For 2017, Toyota added to its top two trims – at no extra cost – the Entune® Audio Plus system that includes numerous tech and app interfaces, a 7-inch easily read touch-screen, advanced voice recognition, navigation and JBL® audio – upgraded in our test-drive with a $710 feature-rich option. Also added was Qi wireless charging for compatible smartphones.

The mid-size Camry has been around for 35 years and is the top sedan sold for 14 consecutive years because it exhibits these traits – performance, cabin comfort/space, reliability, top resale value and top crash safety ratings.

Our test drive was the XSE V6, just below the top XLE gasoline and XLE Hybrid trims, and above the LE and SE trims. There is also a four-cylinder gas or hybrid engine choice. All Camrys come with 6-speed automatic transmission with our XSE boasting manual paddles adding zip to already sporty acceleration.

Behind the wheel, Camry’s strong points are a refined, sport-tuned suspension providing a firm but cushioned ride with smooth acceleration and straight ahead steering bias with precise handling atop 18-inch wheels. Manual paddles can generate snappier performance among driving modes. Among several options on our test-drive were strong safety features like blind spot monitor, rear cross-traffic alert, dynamic cruise control and a pre-collision system. Camrys earn top safety government and insurance industry ratings.
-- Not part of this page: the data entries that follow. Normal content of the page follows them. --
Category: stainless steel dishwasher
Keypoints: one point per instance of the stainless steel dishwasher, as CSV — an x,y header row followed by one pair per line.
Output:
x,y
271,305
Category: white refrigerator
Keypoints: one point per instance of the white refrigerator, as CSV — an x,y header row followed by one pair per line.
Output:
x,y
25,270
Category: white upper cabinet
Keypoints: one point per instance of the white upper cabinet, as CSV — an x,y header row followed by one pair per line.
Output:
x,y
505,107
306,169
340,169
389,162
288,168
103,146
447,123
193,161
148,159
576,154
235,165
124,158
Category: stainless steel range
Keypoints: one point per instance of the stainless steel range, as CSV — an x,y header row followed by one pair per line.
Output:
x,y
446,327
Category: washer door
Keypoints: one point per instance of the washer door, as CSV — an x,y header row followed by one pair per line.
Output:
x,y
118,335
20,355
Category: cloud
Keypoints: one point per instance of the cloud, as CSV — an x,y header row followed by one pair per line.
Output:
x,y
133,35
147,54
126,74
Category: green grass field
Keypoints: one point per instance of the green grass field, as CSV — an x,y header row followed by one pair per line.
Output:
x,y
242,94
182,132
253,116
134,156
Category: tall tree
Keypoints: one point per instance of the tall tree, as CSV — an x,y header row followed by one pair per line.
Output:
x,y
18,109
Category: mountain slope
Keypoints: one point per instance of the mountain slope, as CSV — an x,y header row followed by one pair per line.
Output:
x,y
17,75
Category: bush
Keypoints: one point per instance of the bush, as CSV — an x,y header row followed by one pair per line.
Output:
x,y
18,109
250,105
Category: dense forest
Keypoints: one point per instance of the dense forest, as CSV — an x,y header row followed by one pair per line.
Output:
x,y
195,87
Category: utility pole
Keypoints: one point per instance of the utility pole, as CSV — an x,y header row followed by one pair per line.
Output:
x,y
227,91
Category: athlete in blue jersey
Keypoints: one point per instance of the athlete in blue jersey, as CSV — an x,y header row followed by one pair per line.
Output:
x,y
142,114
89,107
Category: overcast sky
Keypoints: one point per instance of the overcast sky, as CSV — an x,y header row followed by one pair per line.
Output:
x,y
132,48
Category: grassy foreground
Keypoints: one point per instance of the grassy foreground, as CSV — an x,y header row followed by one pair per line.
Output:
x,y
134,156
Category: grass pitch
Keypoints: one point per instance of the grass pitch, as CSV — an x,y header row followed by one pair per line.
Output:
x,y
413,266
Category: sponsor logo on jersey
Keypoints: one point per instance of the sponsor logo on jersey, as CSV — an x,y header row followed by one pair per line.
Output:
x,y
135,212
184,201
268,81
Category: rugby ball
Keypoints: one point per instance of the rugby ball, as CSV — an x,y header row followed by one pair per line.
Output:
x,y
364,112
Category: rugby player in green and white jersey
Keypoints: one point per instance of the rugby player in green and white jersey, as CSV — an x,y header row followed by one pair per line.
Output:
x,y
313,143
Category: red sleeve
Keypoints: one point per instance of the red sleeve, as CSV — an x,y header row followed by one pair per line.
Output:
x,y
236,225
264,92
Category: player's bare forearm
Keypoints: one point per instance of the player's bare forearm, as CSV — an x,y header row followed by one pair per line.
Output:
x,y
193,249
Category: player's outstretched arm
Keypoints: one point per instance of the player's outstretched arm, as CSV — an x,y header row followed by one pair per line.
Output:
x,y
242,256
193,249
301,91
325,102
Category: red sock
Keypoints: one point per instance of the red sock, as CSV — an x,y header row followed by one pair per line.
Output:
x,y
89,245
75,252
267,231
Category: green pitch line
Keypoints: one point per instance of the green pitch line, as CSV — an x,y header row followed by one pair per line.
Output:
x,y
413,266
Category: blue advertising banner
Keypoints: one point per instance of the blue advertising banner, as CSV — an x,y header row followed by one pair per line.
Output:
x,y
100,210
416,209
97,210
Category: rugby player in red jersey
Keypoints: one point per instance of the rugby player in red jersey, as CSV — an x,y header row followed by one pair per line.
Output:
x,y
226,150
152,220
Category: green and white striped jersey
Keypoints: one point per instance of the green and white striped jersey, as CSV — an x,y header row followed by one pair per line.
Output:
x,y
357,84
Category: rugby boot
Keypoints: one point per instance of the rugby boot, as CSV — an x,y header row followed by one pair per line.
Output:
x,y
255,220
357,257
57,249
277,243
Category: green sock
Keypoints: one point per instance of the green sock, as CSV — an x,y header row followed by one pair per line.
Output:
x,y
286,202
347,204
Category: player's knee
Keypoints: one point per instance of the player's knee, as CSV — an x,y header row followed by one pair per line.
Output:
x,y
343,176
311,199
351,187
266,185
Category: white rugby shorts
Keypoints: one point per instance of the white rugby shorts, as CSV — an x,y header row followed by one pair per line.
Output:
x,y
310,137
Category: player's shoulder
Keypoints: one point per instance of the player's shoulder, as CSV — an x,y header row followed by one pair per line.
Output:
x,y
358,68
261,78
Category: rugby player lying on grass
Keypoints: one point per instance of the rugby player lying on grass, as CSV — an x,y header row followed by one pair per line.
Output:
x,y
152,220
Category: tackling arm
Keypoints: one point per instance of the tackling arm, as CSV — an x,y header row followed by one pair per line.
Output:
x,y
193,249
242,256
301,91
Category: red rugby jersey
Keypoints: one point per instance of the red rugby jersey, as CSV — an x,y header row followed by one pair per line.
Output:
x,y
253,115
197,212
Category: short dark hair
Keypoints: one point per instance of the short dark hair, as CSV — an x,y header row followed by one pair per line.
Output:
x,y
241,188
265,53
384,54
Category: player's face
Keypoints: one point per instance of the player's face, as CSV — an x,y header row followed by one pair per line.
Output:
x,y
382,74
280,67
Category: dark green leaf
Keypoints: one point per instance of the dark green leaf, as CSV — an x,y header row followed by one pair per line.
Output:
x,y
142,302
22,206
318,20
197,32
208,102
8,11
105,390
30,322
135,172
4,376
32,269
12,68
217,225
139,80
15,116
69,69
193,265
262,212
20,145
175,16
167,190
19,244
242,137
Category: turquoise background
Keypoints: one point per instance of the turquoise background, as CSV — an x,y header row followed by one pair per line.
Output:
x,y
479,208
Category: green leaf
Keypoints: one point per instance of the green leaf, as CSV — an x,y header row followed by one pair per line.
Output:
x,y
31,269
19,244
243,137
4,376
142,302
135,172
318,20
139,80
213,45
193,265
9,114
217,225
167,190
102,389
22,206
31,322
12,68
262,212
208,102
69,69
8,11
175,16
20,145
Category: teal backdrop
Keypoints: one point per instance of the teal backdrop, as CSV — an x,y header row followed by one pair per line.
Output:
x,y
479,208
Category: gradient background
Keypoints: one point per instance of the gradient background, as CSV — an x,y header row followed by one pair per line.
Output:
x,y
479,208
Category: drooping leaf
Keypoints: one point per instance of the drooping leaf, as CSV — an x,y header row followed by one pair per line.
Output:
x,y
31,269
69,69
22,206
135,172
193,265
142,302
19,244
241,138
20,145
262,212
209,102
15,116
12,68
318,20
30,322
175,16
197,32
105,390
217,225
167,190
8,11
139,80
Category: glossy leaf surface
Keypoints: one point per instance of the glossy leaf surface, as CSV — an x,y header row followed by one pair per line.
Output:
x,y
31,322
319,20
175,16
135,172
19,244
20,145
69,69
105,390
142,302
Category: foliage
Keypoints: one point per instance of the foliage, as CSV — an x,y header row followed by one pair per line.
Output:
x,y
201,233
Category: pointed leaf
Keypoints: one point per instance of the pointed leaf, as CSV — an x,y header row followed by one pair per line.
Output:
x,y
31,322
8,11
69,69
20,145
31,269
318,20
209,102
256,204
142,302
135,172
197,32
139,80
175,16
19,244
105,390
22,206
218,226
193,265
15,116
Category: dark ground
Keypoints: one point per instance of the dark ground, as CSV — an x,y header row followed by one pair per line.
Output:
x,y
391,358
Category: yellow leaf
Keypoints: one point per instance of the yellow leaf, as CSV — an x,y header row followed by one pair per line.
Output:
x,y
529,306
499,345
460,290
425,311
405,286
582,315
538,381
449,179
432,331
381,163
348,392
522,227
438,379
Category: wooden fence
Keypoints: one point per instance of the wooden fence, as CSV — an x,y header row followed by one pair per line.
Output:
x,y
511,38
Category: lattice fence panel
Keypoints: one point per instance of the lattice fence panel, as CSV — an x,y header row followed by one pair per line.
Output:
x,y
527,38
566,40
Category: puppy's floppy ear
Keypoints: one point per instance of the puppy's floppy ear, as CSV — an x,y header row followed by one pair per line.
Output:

The Camry doesn’t quite reach the visual equivalent of snazzy but its raked windshield, black-accent wheels, recessed fog lights, sharply edged headlights, contrasting black-mesh air intake, minimal chrome and side character molding create a stylish profile.

Inside, stitched leather and psuedo-suede upholstery, supportive seats with ample room for all occupants under a sunroof and ergonomically placed controls make for an agreeable ambiance. There are numerous knick-knack spaces. Using a compatible Smartphone, Entune® gives drivers real-time info on traffic, weather, movie tickets, fuel prices, sports, stocks and restaurant ratings. Trunk space is adequate above a spare tire. Visors are extendable. Rear seat fold down splits 40-60 with the front passenger seat (the 60% side) also folding down.

LIKES: Ride, handling, interior comfort, quiet, technology, visibility
DISLIKES: Options needed for top driver safety aids
BOTTOM LINE: Easy to understand why it is so popular


Base price w/destination charge: $32,235 ($35,113 as tested)
Curb weight: 3,480 lbs.
Wheelbase: 109.3 inches
Length: 190.9 inches
Width: 71.7 inches
Engine specs: 3.5-liter, 6-cylinder
Horsepower: 268-hp @6,200
Torque: 248 lb.-ft. @ 4,700 rpm
Transmission: Continuous variable transmission w/manual paddles
EPA rating: 21 mpg city/30 mpg hwy
Range: 17-gallon, unleaded
Performance: 0-60 in just over 6 seconds

Tom Crosby is a former journalist and communications director for AAA Carolinas. He has been reviewing cars since 1996, and has been active in traffic safety issues for more than 30 years.